Nine people died on July 4 and 12 others were hospitalised after drinking rice and herbal wines in Svay Tong Khang Tbong commune’s Koh Chhwang village of Kampot province’s Kampong Trach district, according to the General Department of Consumer Protection, Competition and Fraud Repression (CCF).
CCF’s press release on July 4 stated that it had been determined that there were nine people who had died, while 12 more people were taken to Damnak Chang Eur hospital and Kampong Trach referral hospital for emergency treatment.
According to the press release, the officials collected samples of rice wine and herbal wine at the homes of the victims and from the liquor store they were thought to have obtained the wine from.
The release said that they also continued to search a winery located north of Ang Dambang Dek pagoda in Ta Kngap village of Kampong Trach district’s Svay Tong Kaang Choeung commune.
All collected samples were sent for analysis at the CCF’s laboratory to detect the presence of methanol, a harmful substance sometimes found in improperly made wines or used as a cutting agent to pad the winemaker’s inventory.

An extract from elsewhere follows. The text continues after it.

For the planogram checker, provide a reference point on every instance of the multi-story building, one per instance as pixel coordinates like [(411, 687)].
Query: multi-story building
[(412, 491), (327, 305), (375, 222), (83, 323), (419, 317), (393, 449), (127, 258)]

However, district governor Oun Khorn Aun Khon told The Post on July 4 that only four people had died on July 3 and that two more died on July 4, while claiming the other three had died as a result of old age – partly contradicting the CCF’s statements.
“They were fishermen in remote areas. At first they thought they were poisoned by mackerel, but after investigating the situation it was determined that some didn’t have mackerel. Therefore, we concluded that it is wine poisoning,” Khorn said.
Khorn said that the seller of the rice wine escaped on July 3 while the police were investigating, but the district administration’s plan was to close down all rice wine production and sales in the area.
Svay Tong Kang Tbong commune chief Lon Sokha said that the six dead were two males and four females, between 33 and 60 in age. He repeated the claim that the other three were dead because of old age and didn’t drink any wine.
“The place where they died was a rural area. They sold wine in small stalls and food to families returning from catching crab and fishing. Right now in this commune there isn’t anyone producing the wine.
“There were two people who used to produce rice wine, but not now. When the authorities searched the area, they found a small amount of wine in a plastic container that was imported from another area,” Sokha said.
According to an announcement by the Ministry of Health on June 3, in the first quarter of this year 31 people in three provinces – Kandal, Kampot and Pursat – died from suspected rice wine poisoning after drinking wine or herbal wine that contained high levels of methanol.
Minister of Health Mam Bun Heng called on the public to stop producing or drinking alcohol that is homemade with improper techniques and equipment and without any supervision or safety regulations, especially rice wine or herbal wine.
He added that if people have health problems or symptoms of poisoning such as headaches, vomiting, abdominal pain, dizziness, blurred vision, seizures, difficulty breathing or other unusual symptoms, please seek medical attention immediately at a nearby public hospital.